# Mechanics of an Asymmetric Hard--Soft Lamellar Nanomaterial

**Authors:** Weichao Shi, Glenn H. Fredrickson, Edward J. Kramer, Christos Ntaras,, Apostolos Avgeropoulos, Quentin Demassieux (SIMM), Costantino Creton (SIMM)

arXiv: 1701.09066 · 2017-02-01

## TL;DR

This study investigates the structure and mechanical behavior of highly asymmetric soft-hard lamellar nanomaterials made from miktoarm star block copolymers, revealing how layer thickness influences deformation and damage mechanisms.

## Contribution

It introduces a new class of thermodynamically stable asymmetric lamellar nanomaterials with tunable mechanical properties based on layer thickness variations.

## Key findings

- Thinner lamellae show kinks and cavitation in soft layers.
- Thicker lamellae exhibit cavitation in both soft and hard layers.
- Damage involves shear deformation and cavity formation.

## Abstract

Nanolayered lamellae are common structures in nanoscience and nanotechnology, but most are nearly symmetric in layer thickness. Here, we report on the structure and mechanics of highly asymmetric and thermodynamically stable soft--hard lamellar structures self-assembled from optimally designed PS1-(PI-b-PS2)3 miktoarm star block copolymers.

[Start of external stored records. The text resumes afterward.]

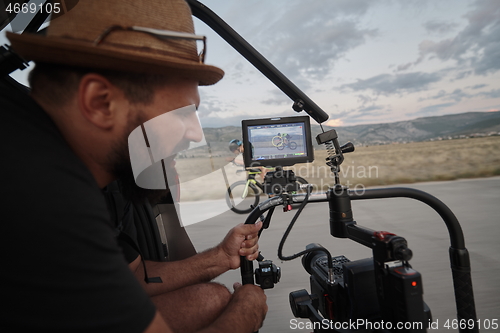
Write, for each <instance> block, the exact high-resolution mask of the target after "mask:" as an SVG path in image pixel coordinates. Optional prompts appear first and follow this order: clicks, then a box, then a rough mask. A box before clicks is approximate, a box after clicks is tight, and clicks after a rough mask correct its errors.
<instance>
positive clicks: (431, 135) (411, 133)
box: [204, 111, 500, 149]
mask: <svg viewBox="0 0 500 333" xmlns="http://www.w3.org/2000/svg"><path fill="white" fill-rule="evenodd" d="M323 128H324V129H325V131H327V130H329V129H332V128H334V129H335V130H336V131H337V134H338V137H339V140H340V142H341V143H343V142H347V141H352V142H353V143H354V144H357V145H378V144H389V143H406V142H414V141H429V140H443V139H454V138H461V137H469V136H486V135H499V134H500V111H492V112H466V113H459V114H451V115H444V116H431V117H421V118H416V119H413V120H404V121H397V122H392V123H379V124H367V125H353V126H338V127H330V126H323ZM311 130H312V136H313V138H314V137H316V135H318V134H319V133H321V132H322V130H321V127H320V126H319V125H311ZM204 132H205V137H206V140H207V142H210V143H211V144H212V146H214V148H215V147H219V146H220V148H221V149H222V148H223V146H224V145H226V146H227V143H228V142H229V141H230V140H232V139H241V127H238V126H226V127H221V128H205V129H204ZM226 148H227V147H226Z"/></svg>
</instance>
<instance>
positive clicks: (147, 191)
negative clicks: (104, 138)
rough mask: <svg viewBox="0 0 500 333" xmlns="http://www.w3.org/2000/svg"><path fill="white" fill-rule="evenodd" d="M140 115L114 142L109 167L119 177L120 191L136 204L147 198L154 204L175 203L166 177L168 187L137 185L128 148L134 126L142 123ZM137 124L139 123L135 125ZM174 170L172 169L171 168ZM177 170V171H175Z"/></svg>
mask: <svg viewBox="0 0 500 333" xmlns="http://www.w3.org/2000/svg"><path fill="white" fill-rule="evenodd" d="M142 123H143V122H142V121H140V117H138V119H136V121H134V122H130V125H129V130H128V131H127V135H126V136H125V137H124V138H121V140H118V141H117V142H116V143H115V144H114V148H113V151H112V153H111V154H110V156H109V159H108V163H107V164H108V167H109V168H110V171H111V172H112V174H113V175H115V177H116V178H117V182H118V185H119V187H120V192H121V193H122V195H123V197H124V198H125V199H126V200H129V201H131V202H132V203H134V204H143V203H144V202H145V200H147V201H149V203H150V204H151V205H152V206H154V205H156V204H159V203H173V199H172V195H171V193H170V189H169V187H168V183H167V180H166V179H165V186H166V189H161V190H157V189H146V188H142V187H139V186H137V184H136V182H135V178H134V172H133V170H132V165H131V163H130V153H129V149H128V135H129V134H130V133H131V132H132V130H133V129H134V128H136V127H137V126H139V125H140V124H142ZM135 124H138V125H136V126H135ZM169 172H172V170H169ZM174 172H175V171H174Z"/></svg>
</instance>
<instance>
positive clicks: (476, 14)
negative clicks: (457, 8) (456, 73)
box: [416, 0, 500, 75]
mask: <svg viewBox="0 0 500 333" xmlns="http://www.w3.org/2000/svg"><path fill="white" fill-rule="evenodd" d="M465 18H466V19H467V20H468V24H467V26H466V27H465V28H464V29H463V30H461V31H460V32H459V33H458V34H457V35H456V36H455V37H453V38H448V39H443V40H441V41H438V42H434V41H430V40H424V41H423V42H421V43H420V45H419V52H420V57H419V59H418V60H417V62H416V63H418V62H421V61H423V59H424V58H425V57H427V56H435V57H437V58H438V59H440V60H442V61H447V60H450V59H452V60H455V61H456V62H457V65H461V66H463V65H467V66H470V67H472V69H473V70H474V74H476V75H487V74H489V73H494V72H496V71H498V70H500V61H498V59H500V39H499V38H498V36H500V6H499V5H498V0H476V2H475V3H474V9H473V10H471V11H469V12H468V13H467V14H466V15H465Z"/></svg>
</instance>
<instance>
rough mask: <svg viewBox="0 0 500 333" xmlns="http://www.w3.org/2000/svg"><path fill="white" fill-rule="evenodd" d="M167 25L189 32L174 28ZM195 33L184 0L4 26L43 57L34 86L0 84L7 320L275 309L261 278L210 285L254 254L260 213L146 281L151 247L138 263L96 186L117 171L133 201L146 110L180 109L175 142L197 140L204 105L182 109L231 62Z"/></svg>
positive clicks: (115, 8) (65, 15)
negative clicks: (23, 33) (148, 281)
mask: <svg viewBox="0 0 500 333" xmlns="http://www.w3.org/2000/svg"><path fill="white" fill-rule="evenodd" d="M150 29H156V30H150ZM159 30H168V31H176V32H182V33H186V34H187V35H183V37H182V38H181V40H177V39H172V38H169V37H168V36H169V35H170V36H171V32H167V33H164V32H161V31H159ZM193 32H194V29H193V22H192V18H191V13H190V11H189V7H188V6H187V4H186V3H185V2H184V1H183V0H171V1H165V0H153V1H147V2H139V1H133V0H108V1H99V0H86V1H81V2H79V3H78V4H77V5H76V6H75V8H73V9H72V10H71V11H69V12H68V13H66V14H64V15H62V16H60V17H55V18H54V19H53V20H52V22H51V24H50V27H49V29H48V32H47V36H38V35H37V36H35V35H31V36H30V35H22V36H19V35H14V34H9V35H8V37H9V39H10V40H11V42H12V46H13V48H14V49H15V50H16V51H18V52H19V53H20V54H21V55H22V56H24V57H25V58H27V59H29V60H34V61H35V62H36V64H37V65H36V67H35V69H34V70H33V72H32V75H31V77H30V85H31V88H32V92H31V98H30V97H28V96H27V95H25V93H24V92H23V91H21V89H20V88H19V87H16V86H15V84H13V83H12V82H7V81H8V80H2V83H1V85H2V86H1V87H0V97H1V107H2V112H1V113H0V114H1V117H2V120H1V121H0V135H1V142H2V150H1V151H2V159H3V163H2V174H3V175H4V176H5V179H4V181H3V184H2V189H3V192H4V193H6V194H7V196H6V198H4V199H3V202H2V213H3V215H2V223H1V230H0V251H1V253H2V261H3V267H2V270H0V302H1V303H2V305H3V306H2V308H3V310H2V312H0V331H2V332H18V331H19V332H20V331H22V332H25V331H36V332H147V333H151V332H172V331H173V330H176V331H182V332H189V331H199V332H220V331H227V332H253V331H255V330H257V329H258V328H259V327H260V325H261V323H262V320H263V318H264V316H265V313H266V311H267V306H266V304H265V295H264V293H263V291H262V290H261V289H260V288H258V287H256V286H252V285H245V286H240V287H239V288H237V290H235V293H234V294H232V295H230V294H229V292H228V291H227V289H225V288H224V287H222V286H219V285H217V284H213V283H212V284H210V283H203V282H207V281H209V280H211V279H212V278H213V277H215V276H217V275H219V274H221V273H223V272H224V271H226V270H228V269H235V268H238V267H239V258H240V256H246V257H247V258H248V259H249V260H253V259H255V258H256V256H257V255H258V253H257V249H258V245H257V233H258V230H259V228H260V227H261V226H260V224H257V225H239V226H237V227H235V228H233V229H232V230H231V231H230V232H229V233H228V235H227V236H226V237H225V239H224V240H223V241H222V243H221V244H219V245H218V246H216V247H215V248H213V249H211V250H208V251H206V252H204V253H201V254H199V255H197V256H195V257H193V258H191V259H188V260H186V261H182V262H174V263H170V264H169V265H166V264H165V263H162V265H160V264H158V265H156V264H155V263H148V265H147V273H148V275H149V277H155V278H159V279H156V282H160V281H158V280H161V282H160V283H145V282H144V277H145V276H144V275H145V272H144V271H143V270H142V266H141V265H140V261H141V258H137V261H136V262H134V263H132V265H131V267H130V268H129V266H128V265H127V262H126V261H125V259H124V257H123V254H122V252H121V251H120V249H119V247H118V245H117V242H116V239H115V230H114V226H113V225H111V223H110V218H109V213H108V211H107V208H106V203H105V201H104V198H103V197H102V193H101V192H100V189H101V188H103V187H105V186H106V185H108V184H109V183H111V182H112V181H113V180H114V179H115V178H119V179H120V180H121V181H122V182H123V184H124V194H126V195H128V198H129V199H131V200H133V199H134V197H141V193H138V192H136V191H135V190H136V188H135V186H134V181H135V176H134V173H133V172H132V171H133V170H132V168H131V165H130V160H129V158H130V157H129V150H128V147H127V138H128V137H129V135H130V133H131V132H132V131H133V130H134V129H136V128H138V127H139V126H144V124H145V123H147V122H148V121H150V120H153V119H155V118H156V117H159V116H161V115H164V114H169V113H170V114H172V119H171V121H172V128H171V130H172V131H174V132H175V133H176V135H175V137H174V136H173V137H172V141H170V142H168V143H167V144H170V145H174V146H184V145H185V141H197V140H198V141H199V139H200V128H199V125H196V122H193V121H190V120H192V119H193V118H194V117H195V116H196V115H195V112H188V113H185V114H178V113H176V111H175V110H178V109H180V108H183V107H186V106H190V105H194V107H195V108H196V107H197V106H198V105H199V103H200V101H199V94H198V85H207V84H214V83H216V82H217V81H218V80H220V79H221V78H222V76H223V72H222V70H220V69H218V68H216V67H213V66H208V65H205V64H204V62H203V59H202V58H199V57H198V55H197V52H196V47H195V45H194V42H193V41H192V40H190V38H191V35H192V33H193ZM191 109H192V108H191ZM166 130H168V129H166ZM169 161H170V160H168V159H164V160H163V162H162V163H165V164H168V163H169ZM134 274H135V275H136V276H137V277H138V278H139V279H140V281H141V283H139V282H138V279H137V278H136V276H134ZM149 282H151V281H149ZM141 284H142V287H141ZM144 289H146V291H147V293H146V292H145V290H144ZM148 294H149V295H148ZM155 295H158V297H156V296H155ZM150 296H151V298H150ZM211 305H212V306H211ZM177 309H181V310H182V311H185V312H184V313H182V311H181V312H179V314H178V318H181V319H183V320H178V321H175V320H174V318H172V313H175V312H176V310H177ZM198 317H199V318H198ZM197 318H198V319H199V320H196V319H197Z"/></svg>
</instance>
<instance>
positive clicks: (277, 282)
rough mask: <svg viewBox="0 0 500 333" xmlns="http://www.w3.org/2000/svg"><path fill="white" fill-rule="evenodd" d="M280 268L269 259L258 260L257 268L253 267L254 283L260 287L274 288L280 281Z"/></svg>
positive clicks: (262, 287)
mask: <svg viewBox="0 0 500 333" xmlns="http://www.w3.org/2000/svg"><path fill="white" fill-rule="evenodd" d="M280 278H281V268H280V267H278V266H276V265H275V264H273V262H272V261H271V260H263V261H259V268H256V269H255V283H256V284H258V285H260V287H261V288H262V289H271V288H274V285H275V284H276V283H278V282H279V281H280Z"/></svg>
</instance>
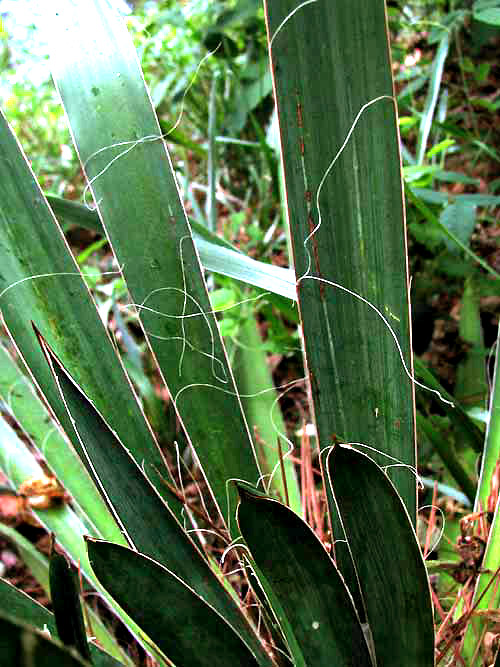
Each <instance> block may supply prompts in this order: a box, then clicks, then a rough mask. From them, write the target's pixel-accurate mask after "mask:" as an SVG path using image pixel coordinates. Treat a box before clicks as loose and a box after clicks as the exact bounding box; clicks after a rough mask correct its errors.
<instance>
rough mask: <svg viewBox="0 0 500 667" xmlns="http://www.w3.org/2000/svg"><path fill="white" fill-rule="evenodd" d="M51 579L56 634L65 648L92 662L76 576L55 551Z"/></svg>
mask: <svg viewBox="0 0 500 667" xmlns="http://www.w3.org/2000/svg"><path fill="white" fill-rule="evenodd" d="M49 577H50V593H51V597H52V608H53V610H54V616H55V618H56V626H57V634H58V635H59V638H60V640H61V641H62V643H63V644H64V645H65V646H68V647H74V648H75V649H76V650H77V651H78V653H79V654H80V655H81V656H82V658H83V659H84V660H88V661H89V662H90V652H89V646H88V641H87V634H86V632H85V623H84V622H83V613H82V606H81V603H80V595H79V592H78V586H77V582H76V579H75V574H74V572H73V571H72V569H71V566H70V565H69V563H68V561H67V560H66V558H65V556H63V555H62V554H59V553H56V552H54V553H53V554H52V556H51V557H50V568H49Z"/></svg>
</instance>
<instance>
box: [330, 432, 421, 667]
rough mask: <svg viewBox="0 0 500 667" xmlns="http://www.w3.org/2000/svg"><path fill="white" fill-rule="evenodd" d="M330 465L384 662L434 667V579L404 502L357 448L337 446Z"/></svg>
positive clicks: (376, 647) (371, 624) (331, 459)
mask: <svg viewBox="0 0 500 667" xmlns="http://www.w3.org/2000/svg"><path fill="white" fill-rule="evenodd" d="M327 465H328V477H329V481H330V484H331V485H332V489H333V493H334V495H335V500H336V503H337V507H338V509H339V512H340V516H341V519H342V523H343V525H344V529H345V533H346V536H347V541H348V543H349V548H350V550H351V553H352V556H353V560H354V563H355V565H356V570H357V573H358V577H359V584H360V587H361V590H362V593H363V599H364V600H365V604H366V611H367V618H368V623H369V625H370V629H371V634H372V636H373V643H374V646H375V654H376V657H377V664H379V665H384V667H401V665H405V667H433V665H434V625H433V617H432V605H431V597H430V587H429V581H428V578H427V571H426V569H425V563H424V561H423V558H422V554H421V552H420V547H419V544H418V541H417V539H416V535H415V531H414V530H413V527H412V522H411V520H410V517H409V515H408V512H407V511H406V508H405V506H404V504H403V502H402V500H401V498H400V497H399V495H398V493H397V491H396V489H395V487H394V485H393V484H392V483H391V481H390V480H389V478H388V477H387V476H386V475H385V474H384V472H383V471H382V469H381V468H380V467H379V466H378V465H377V464H376V463H375V462H374V461H372V460H371V459H370V458H368V457H367V456H366V455H365V454H361V453H360V452H357V451H356V450H354V449H352V448H350V447H344V446H342V445H337V446H336V447H334V449H333V451H332V452H331V453H330V456H329V458H328V464H327ZM353 471H355V474H353Z"/></svg>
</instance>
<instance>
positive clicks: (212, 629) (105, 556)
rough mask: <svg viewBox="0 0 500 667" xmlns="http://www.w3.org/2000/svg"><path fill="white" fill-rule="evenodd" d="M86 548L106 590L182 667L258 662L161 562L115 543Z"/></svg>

The remarkable mechanical properties of these strong and ductile PS (polystyrene)-based nanomaterials can be tuned over a broad range by varying the hard layer thickness while maintaining the soft layer thickness constant at 13 nm. Upon deformation, thin PS lamellae (\textless{}100 nm) exhibited kinks and predamaged/damaged grains, as well as cavitation in the soft layers. In contrast, deformation of thick lamellae (\textgreater{}100 nm) manifests cavitation in both soft and hard nanolayers. In situ tensile-SAXS experiments revealed the evolution of cavities during deformation and confirmed that the damage in such systems reflects both plastic deformation by shear and residual cavities. The aspects of the mechanics should point to universal deformation behavior in broader classes of asymmetric hard--soft lamellar materials, whose properties are just being revealed for versatile applications.